Il 25 Novembre si celebra in tutto il mondo la Giornata contro la violenza sulle donne. Tra le varie forme che tale violenza può assumere, quella che maggiormente risalta a livello mediatico è rappresentata dal femminicidio. Per dare un’idea delle dimensioni di tale fenomeno a livello nazionale, basta guardare i dati del rapporto Eures: nei primi dieci mesi del 2020, in Italia sono avvenuti 91 femminicidi. Nel solo XXI secolo, in Italia sono state uccise 3344 donne. Questi numeri sono tali da giustificare l’affermazione generalizzata subita negli ultimi tempi dal termine “femminicidio” (apparso per la prima volta in un articolo del 1992), che indica le uccisioni delle donne da parte degli uomini per motivi di misoginia, odio, disprezzo, piacere o senso di possesso.

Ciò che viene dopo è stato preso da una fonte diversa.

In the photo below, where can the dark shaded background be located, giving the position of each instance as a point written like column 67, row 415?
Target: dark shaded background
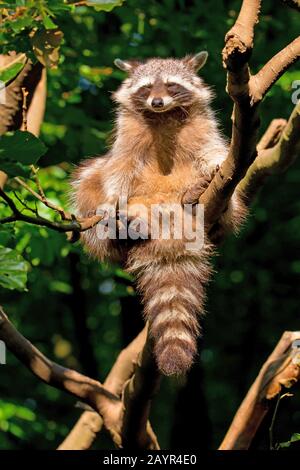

La violenza non è solo fisica ma anche mentale e psicologica: violenza è la stessa considerazione della donna come strumento di cui potersi servire a proprio arbitrio. Alla base di tutto ciò vi è un problema culturale che si origina dai falsi stereotipi sulle differenze di genere. Il problema rappresentato dall’affermarsi di una cultura sessista e discriminatoria che svilisce la donna, ne oggettivizza il corpo e ne limita l’individualità e l’autorevolezza. Ciò viola gravemente i diritti fondamentali alla vita, alla libertà, alla sicurezza, alla dignità, all’uguaglianza tra i sessi. Al giorno d’oggi, quando si parla di violenze sessuali si usa spesso l’espressione “amore violento”. Ma dove c’è violenza può esistere amore? La risposta è “no!”. È la concezione deviata dell’amore che porta alla violenza. Amore come temporaneo sfogo, come soddisfazione di effimeri desideri sessuali. Di certo, però, l’amore non è possesso. È piuttosto riconoscersi con l’altra persona nel comune desiderio di migliorarsi. Il vero amore non porterà mai a decidere della vita e della libertà altrui.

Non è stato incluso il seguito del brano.